Last week’s game of political ‘chicken’ between Democrats and Republicans over the federal government’s budget appeared to many to be selfish political posturing by representatives caught in self-interested ideology. Government employees would be furloughed, important services would be shuttered, they said. Newt Gingrich notably called out President Obama for “using our men and women in uniform as bargaining chips in the budget negotiations.”
Now delaying salary for military employees is another issue we can all agree ought to be addressed by a comprehensive law. What is important to remember, however, is that it is no more the fault of one party than the other. Each party drove us to the brink. And what’s more, some good may come of this. As we experience the first real test of ‘divided’ government, we can see that compromise can bring the results that a one-party government can’t.
When the midterm election results came around in November of last year, many people pointed to it as a symbol of Obama’s decreasing influence. But looking back through history, the president’s party has lost seats in one of the houses in every midterm election since 1900 (save one, President Kennedy). So instead of implicating every president in the modern era, we must see this election as a mandate to both parties to work together. A government works best with the conspicuous dissent of others: this creates a free market of ideas with equal opportunity to voice and enact them.
This brings us to the stalemate that we faced on Friday. The Republicans, stalwart in their political convictions and determined to cut more out of the budget, thought they could kill two birds with one stone by trying to halt funding for Planned Parenthood as part of their $60 billion cost-cutting proposal. Democrats felt that a $26 billion increase from last years’ budget (unadjusted for inflation) would be suitable to appease calls for a reduction in the debt. What came out was a $38 billion reduction compromise that wouldn’t touch Planned Parenthood.
This is a significant accomplishment for both ends of the political spectrum. It forces both Democrats and Republicans to give up something they want: Republicans abandon their quixotic proposal to eliminate an essential social service and Democrats bite the bullet on budget reduction. In a way, it’s a small compromise for both – yes, cutting $38 billion out of the budget will be tough and the old guard Republicans will certainly bicker about the merits of sacrificing morality for money but it appeals to the core of each party.
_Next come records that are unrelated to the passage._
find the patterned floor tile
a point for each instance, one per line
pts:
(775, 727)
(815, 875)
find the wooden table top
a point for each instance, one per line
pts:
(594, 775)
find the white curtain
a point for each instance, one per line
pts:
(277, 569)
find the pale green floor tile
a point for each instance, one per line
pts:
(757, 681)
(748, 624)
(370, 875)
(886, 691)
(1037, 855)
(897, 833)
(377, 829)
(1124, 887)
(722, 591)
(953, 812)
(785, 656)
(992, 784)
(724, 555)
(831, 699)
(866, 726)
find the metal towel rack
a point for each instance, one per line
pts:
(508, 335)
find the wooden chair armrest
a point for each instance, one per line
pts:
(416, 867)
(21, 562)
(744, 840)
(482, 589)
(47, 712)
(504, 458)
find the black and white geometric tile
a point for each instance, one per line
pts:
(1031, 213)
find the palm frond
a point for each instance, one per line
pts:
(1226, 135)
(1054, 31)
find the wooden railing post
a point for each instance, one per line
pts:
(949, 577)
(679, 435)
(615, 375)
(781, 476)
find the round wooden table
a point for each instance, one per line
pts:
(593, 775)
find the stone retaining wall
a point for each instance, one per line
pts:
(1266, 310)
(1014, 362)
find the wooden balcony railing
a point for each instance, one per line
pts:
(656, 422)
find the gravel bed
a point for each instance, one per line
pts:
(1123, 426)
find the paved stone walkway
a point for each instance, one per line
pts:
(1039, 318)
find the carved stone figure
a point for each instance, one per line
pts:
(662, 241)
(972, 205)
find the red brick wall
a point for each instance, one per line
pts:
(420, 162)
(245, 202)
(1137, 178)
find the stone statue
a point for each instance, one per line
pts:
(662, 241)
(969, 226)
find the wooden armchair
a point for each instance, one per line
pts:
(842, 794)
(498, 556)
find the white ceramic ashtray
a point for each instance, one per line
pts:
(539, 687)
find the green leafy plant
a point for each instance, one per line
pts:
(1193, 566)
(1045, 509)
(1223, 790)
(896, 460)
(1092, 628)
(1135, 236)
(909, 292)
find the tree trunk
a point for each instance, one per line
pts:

Republicans have always been more concerned about the budget and Democrats about social issues anyway. It harkens back to the political deadlock of 1995, from which some of the most important bills (welfare reform, free trade, healthcare for children) were passed. What is important here is that ‘divided’ government has provided a sensible solution that allows both parties to satisfy their bases at an equal cost. There are no winners and losers here, and often that’s the solution that satisfies everyone.